Yürüyemeyen Sampras Nasıl Şampiyon Oldu?

 

 Pete Sampras, Wimbledon ikinci turunda Karol Kucera ile ilk iki seti paylaştıktan sonra üçüncü sette 5-2 öndeydi. Efsane, arka bahçesinde sıradan bir galibiyete doğru gidiyordu. Zaten aksi beklenebilir miydi? Öyle ya son yedi yılın altısında ananaslı kupayı müzesine götürmüştü Birleşik Amerikalı. Ancak tam da bu anda hiç hesapta olmayan bir şey yaşandı. Uzun bir sağlık molası kullandı Sampras. Maçı sürprize izin vermeden kazandı ama karşılaşma sonrası soluğu doktorunun yanında aldı.

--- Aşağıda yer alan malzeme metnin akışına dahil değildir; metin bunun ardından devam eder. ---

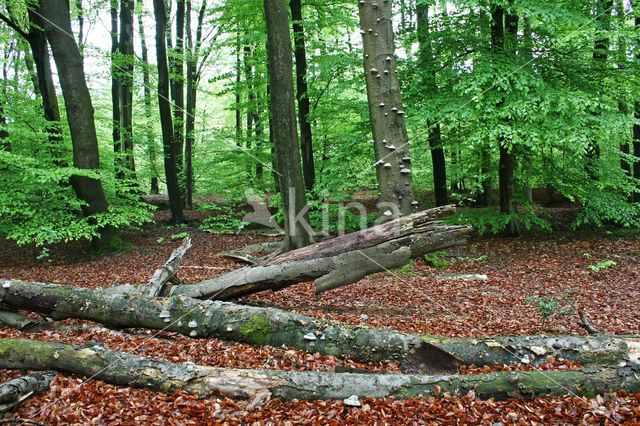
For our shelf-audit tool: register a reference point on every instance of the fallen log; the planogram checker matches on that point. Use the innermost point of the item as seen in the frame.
(16, 391)
(120, 368)
(339, 261)
(270, 326)
(168, 271)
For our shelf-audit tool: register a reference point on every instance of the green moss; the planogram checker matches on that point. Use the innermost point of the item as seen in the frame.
(258, 329)
(586, 392)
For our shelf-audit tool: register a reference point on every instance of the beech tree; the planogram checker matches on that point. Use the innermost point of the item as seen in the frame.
(284, 129)
(429, 89)
(79, 110)
(170, 162)
(302, 95)
(386, 110)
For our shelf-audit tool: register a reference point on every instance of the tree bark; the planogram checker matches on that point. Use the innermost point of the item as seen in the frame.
(43, 81)
(122, 307)
(168, 271)
(176, 64)
(506, 45)
(302, 95)
(125, 369)
(126, 83)
(636, 126)
(386, 111)
(115, 93)
(146, 81)
(79, 111)
(339, 261)
(14, 392)
(285, 135)
(193, 78)
(170, 167)
(430, 89)
(600, 55)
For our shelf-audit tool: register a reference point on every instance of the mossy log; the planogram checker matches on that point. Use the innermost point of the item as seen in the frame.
(124, 369)
(14, 392)
(338, 261)
(270, 326)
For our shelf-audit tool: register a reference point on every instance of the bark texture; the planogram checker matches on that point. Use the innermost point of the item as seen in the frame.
(14, 392)
(170, 159)
(386, 111)
(120, 307)
(285, 133)
(131, 370)
(427, 63)
(302, 95)
(168, 271)
(79, 109)
(339, 261)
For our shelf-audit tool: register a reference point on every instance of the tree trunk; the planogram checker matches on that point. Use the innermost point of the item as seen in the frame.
(170, 168)
(115, 93)
(122, 307)
(285, 135)
(79, 110)
(430, 89)
(193, 77)
(14, 392)
(40, 51)
(80, 11)
(600, 54)
(176, 64)
(339, 261)
(121, 368)
(146, 81)
(506, 168)
(126, 83)
(636, 125)
(386, 111)
(302, 95)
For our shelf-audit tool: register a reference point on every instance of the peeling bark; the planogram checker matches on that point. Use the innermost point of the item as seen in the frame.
(120, 368)
(270, 326)
(14, 392)
(340, 261)
(168, 271)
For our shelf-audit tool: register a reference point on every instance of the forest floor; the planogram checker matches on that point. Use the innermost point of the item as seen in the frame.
(412, 299)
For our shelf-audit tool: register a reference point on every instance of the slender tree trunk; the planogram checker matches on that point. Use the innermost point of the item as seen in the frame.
(115, 91)
(171, 172)
(430, 89)
(40, 51)
(285, 134)
(506, 169)
(636, 114)
(177, 86)
(623, 109)
(238, 109)
(193, 79)
(80, 12)
(79, 110)
(5, 143)
(126, 83)
(146, 81)
(600, 55)
(302, 95)
(386, 111)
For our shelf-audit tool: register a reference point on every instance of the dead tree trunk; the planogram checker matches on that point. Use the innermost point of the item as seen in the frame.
(386, 111)
(14, 392)
(121, 368)
(339, 261)
(270, 326)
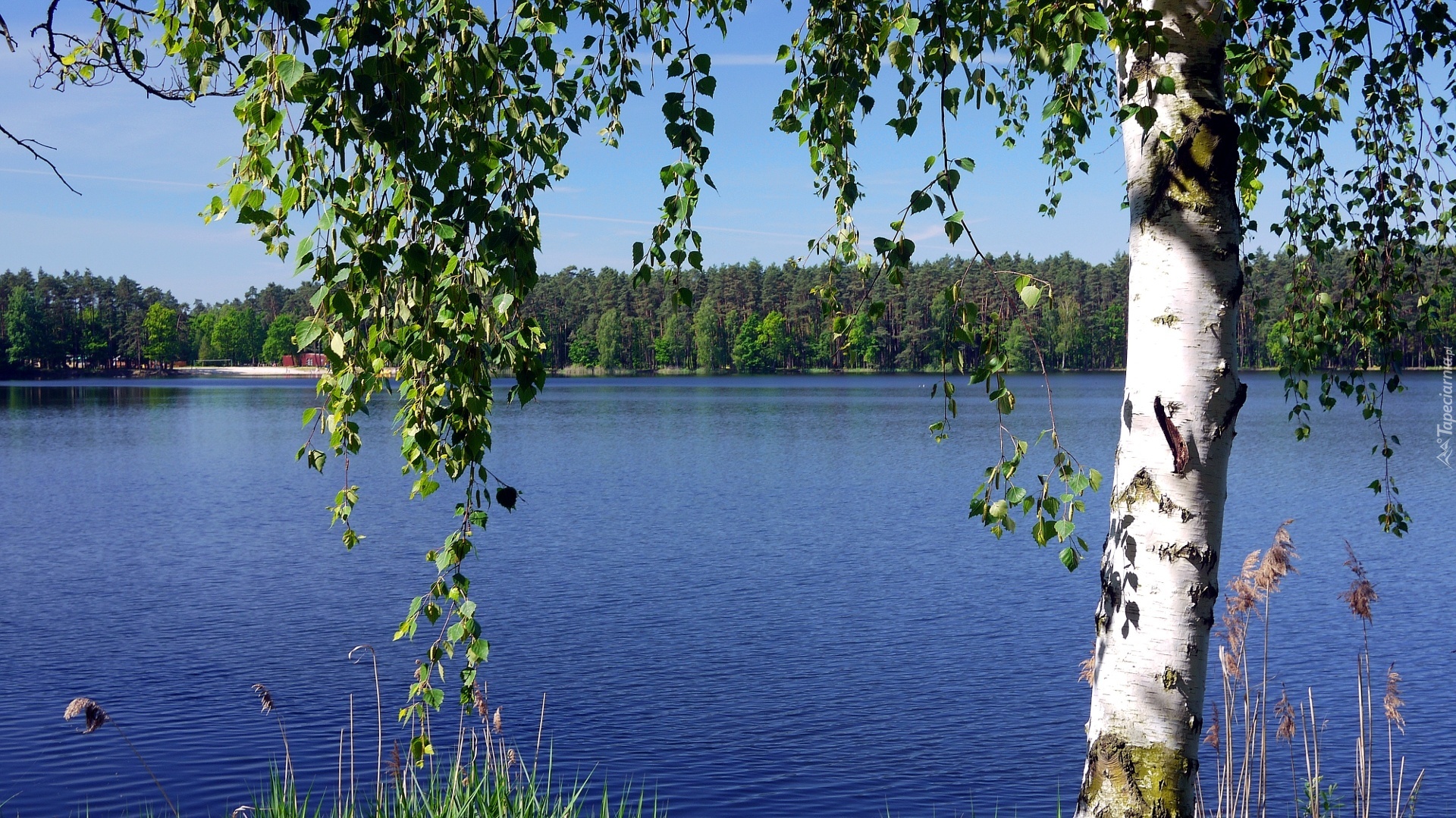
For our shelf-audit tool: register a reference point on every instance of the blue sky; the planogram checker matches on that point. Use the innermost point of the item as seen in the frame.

 Yürümekte bile güçlük çeken efsaneye acı haber "Dizini daha fazla hırpalamamalısın." sözleriyle veriliyordu. Fakat o turnuvaya Roy Emerson'ın 12 Grand Slamlik rekorunu kırma parolasıyla gelen Sampras için çekilmek gibi bir ihtimal söz konusu değildi. Formül hemen bulundu. Pistol Pete'e her maç öncesi ağrı kesici iğne vurulması kararlaştırıldı.

 Sampras, o yıl Wimbledon'da maçlardan arta kalan zamanlarını kendi kiraladıkları evde televizyonda dizi seyrederek geçiriyordu. Ayağa yalnızca tuvalete gitmek için kalkıyordu. Finale kadar hiçbir karşılaşmaya antrenman yapmadan çıktı. Ne var ki şampiyonluk maçında kendisini o turnuvada daha önce karşılaştığı oyuncuların hiçbirine benzemeyen birisi bekliyordu.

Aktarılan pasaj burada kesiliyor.